Of course he is right, after a certain manner of speaking, and I have no particular comment one way or the other on Cheney’s actions or subsequent apologies. But I always wish people would keep these hard truths in mind when making judgments about things involving statecraft at the highest levels:
Philosophically, the problem of Machiavelli’s ethics consists in nothing but the recognition of the elementary fact that the existence of man is burdened with conflicts of values. A spiritual morality will arrive at the Platonic insight that doing evil is worse than suffering evil. In practice, this insight can be made the governing rule of conduct only at the price of endangering, or making impossible, the realization of other values that also are given in human existence, such as one’s own existence, the existence of the community, and the civilizational values realized in community.
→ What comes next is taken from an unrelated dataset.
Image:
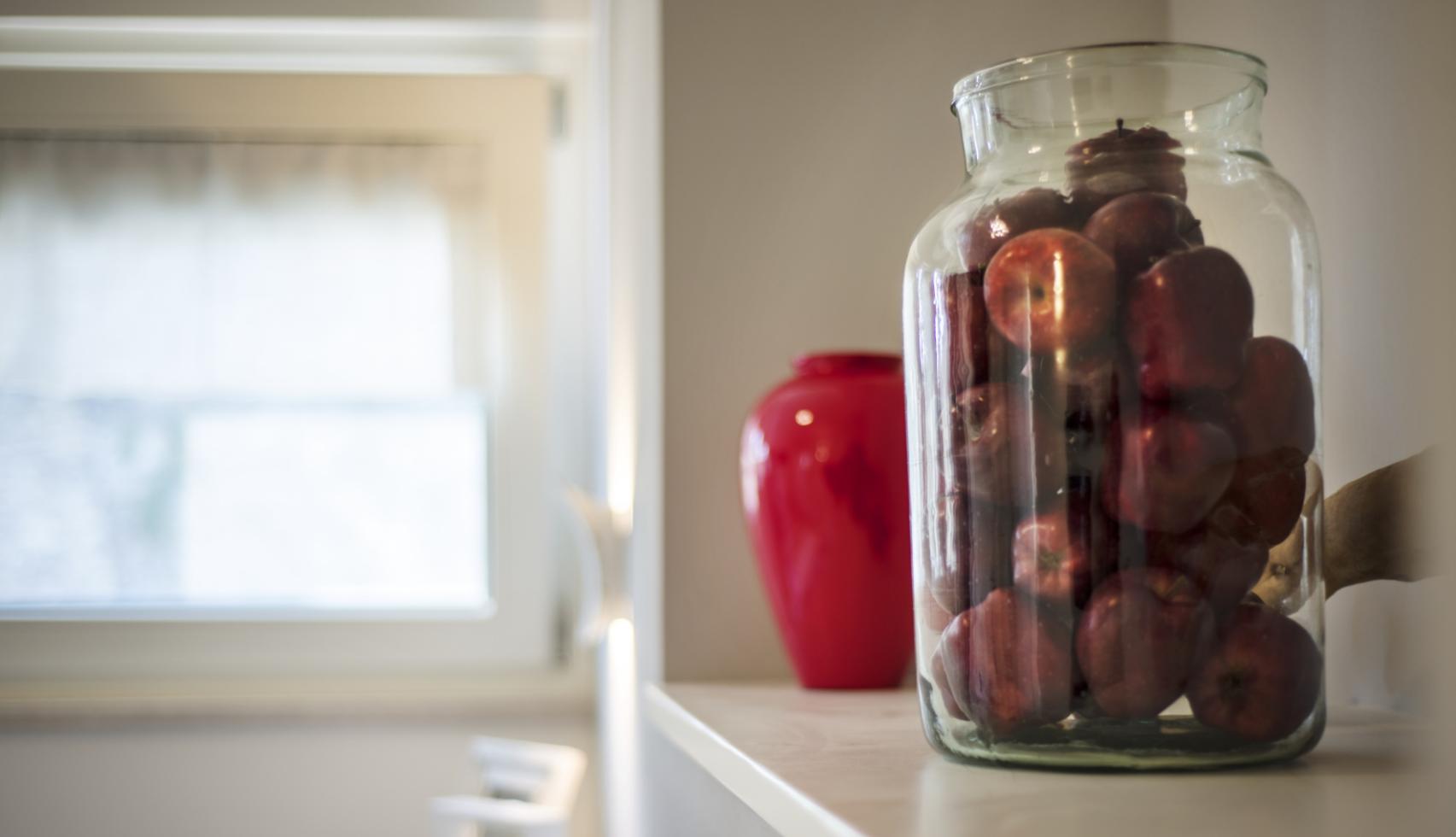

Since the existence of man is social, his actions are burdened with the responsibility for their effects on the values realized in the lives of other men. A statesman who does not answer an attack on his country with the order to shoot back will not be praised for the spiritual refinement of his morality in turning the other cheek, but he will justly be cursed for his criminal irresponsibility. Spiritual morality is a problem in human existence, precisely because there is a good deal more to human existence than spirit. All attacks on Machiavelli as the inventor or advocate of a “double morality” for private and public conduct, etc., can be dismissed as manifestations of philosophical ignorance.
As far as Machiavelli himself is concerned, his attitude toward problems of morality is clear beyond a doubt. We have seen his table of values [ranking men in the order of: Religion Founders, Republic and Realm Founders, Successful Generals, Men of Letters, and others according to their art or occupation]; And we have seen that he never tries to base morality on the necessities and expediencies of existence.
Never for a moment does he pretend that his immoral advice to the prince is moral. It would be a gross misunderstanding to classify his ethics with the sophistic “inversions”of the problems of existence that are characteristic of the Greek enlightenment of the fifth century B.C. and the Western enlightenment of the eighteenth century. The ethics of Callicles, for instance, which Plato discusses in the Gorgias, indeed tries to base the idea of justice on the right of the stronger; here we find the attitude of “might makes right.”
Machiavelli, on the other hand, would say that might makes for the establishment of order, for the liberation of Italy, and generally for the onore del mondo , but he would never say that these values include justice and morality. On the contrary, he is keenly aware that these values can be realized only by actions that in themselves are dishonorable and immoral and, therefore, need justification through the values they serve to realize. If they are used for the realization of power without value, then nothing is left but their immorality. In particular, as the case of Agathocles shows [previously discussed], the conversion of an existing order into an autocratic lordship, for no other purpose than the satisfaction of personal lust for power, must be considered sheer criminality.
This part of Machiavelli’s doctrine, as we have indicated previously, is probably the psychological cause for the excitement of the critics. Every political order is in some part an accident of existence. The mystery of existential cruelty and guilt is at the bottom of the best order; [and] while the dictum that “power is evil” cannot be maintained without qualification, it is true if it is qualified as characterizing the component of the existential accident in order.
By social convention this mystery of guilt is not admitted to public consciousness. A political thinker who through his work stimulates an uncomfortable awareness of this mystery will become unpopular with the intellectual retainers of an established order.
Eric Voegelin, CW VOL 22 (HPI-IV), Chapter 1, The Order of Power: Machiavelli, §8, Conclusion, pp 82-83.
As such, Cheney’s chief sin is admitting these hard truths to public consciousness. If he had read his Voegelin, he would have known the fate awaiting him.